To date, however, regulators from the CSRC, CBRC, and the China Insurance Regulatory Commission (CIRC) have chosen to follow separate agendas at the expense of the kind of coordination that would be needed to heed Zhang’s advice. Rather than work together, each agency focuses on a specific segment of the financial industry—a pattern reinforced by government officials who attended a “work conference” for regulators in January.

Segmentation of supervisory functions has been blamed for various degrees of regulatory arbitrage in the financial industry, particularly in the wealth management sector. On the plus side, segmentation has been praised as a spark for innovation.

Officials from regulatory agencies who didn’t want their names published said top policymakers have the power to determine whether to approve the institutional and legal support that would open doors to unified, coordinated supervision.

In the past, there have been instances of agency cooperation aimed at improving the financial sector. For example, in 2003 and 2004 the CBRC and CSRC told banks, trusts, and asset management firms to make their capital pool operations more transparent.

But inter-agency coordination has not always yielded effective results. Many capital pools are still operating because banks transferred them to subsidiaries and switched investment targets, sometimes with funds raised through wealth management products.

“Wealth management schemes for investing in stocks and bonds issued by brokers are definitely (linked to the) capital pool business,” said a brokerage source who declined to be named.

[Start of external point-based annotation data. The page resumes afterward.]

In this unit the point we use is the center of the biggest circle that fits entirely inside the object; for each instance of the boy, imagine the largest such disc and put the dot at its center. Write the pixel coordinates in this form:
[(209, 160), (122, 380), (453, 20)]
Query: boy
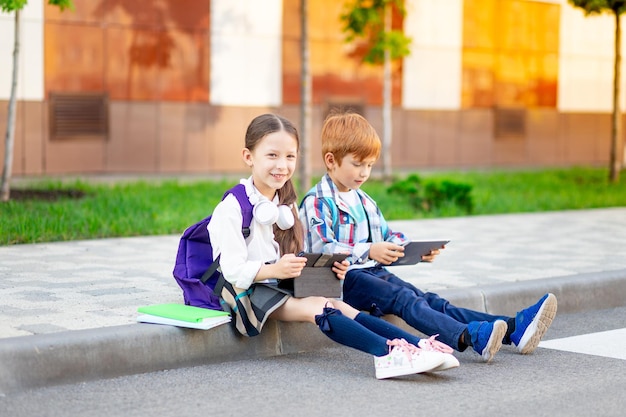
[(339, 217)]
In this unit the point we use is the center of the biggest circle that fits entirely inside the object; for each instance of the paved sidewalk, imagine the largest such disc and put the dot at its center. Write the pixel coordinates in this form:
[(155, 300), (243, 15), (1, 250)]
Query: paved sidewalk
[(82, 296)]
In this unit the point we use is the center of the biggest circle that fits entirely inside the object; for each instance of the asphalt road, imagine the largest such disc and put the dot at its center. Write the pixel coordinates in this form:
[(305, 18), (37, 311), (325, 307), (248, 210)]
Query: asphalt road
[(340, 381)]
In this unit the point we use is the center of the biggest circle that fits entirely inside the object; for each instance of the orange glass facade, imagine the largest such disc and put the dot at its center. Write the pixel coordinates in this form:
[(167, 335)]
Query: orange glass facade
[(337, 70), (510, 54)]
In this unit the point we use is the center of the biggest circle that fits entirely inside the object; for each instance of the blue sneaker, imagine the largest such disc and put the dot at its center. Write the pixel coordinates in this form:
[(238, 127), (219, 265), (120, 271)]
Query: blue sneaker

In 2012, the CSRC became the first agency to let financial firms under its wing, including fund managers and securities brokers, offer wealth management products. The following year and in 2014, the CBRC issued a similar policy for banks, and the CIRC released wealth management product regulations for insurance companies.

“These documents made it clear that each regulator takes responsibility in its own field,” said a state bank executive who asked that his name not be used. “But they haven’t set any unified supervision standards for wealth management.”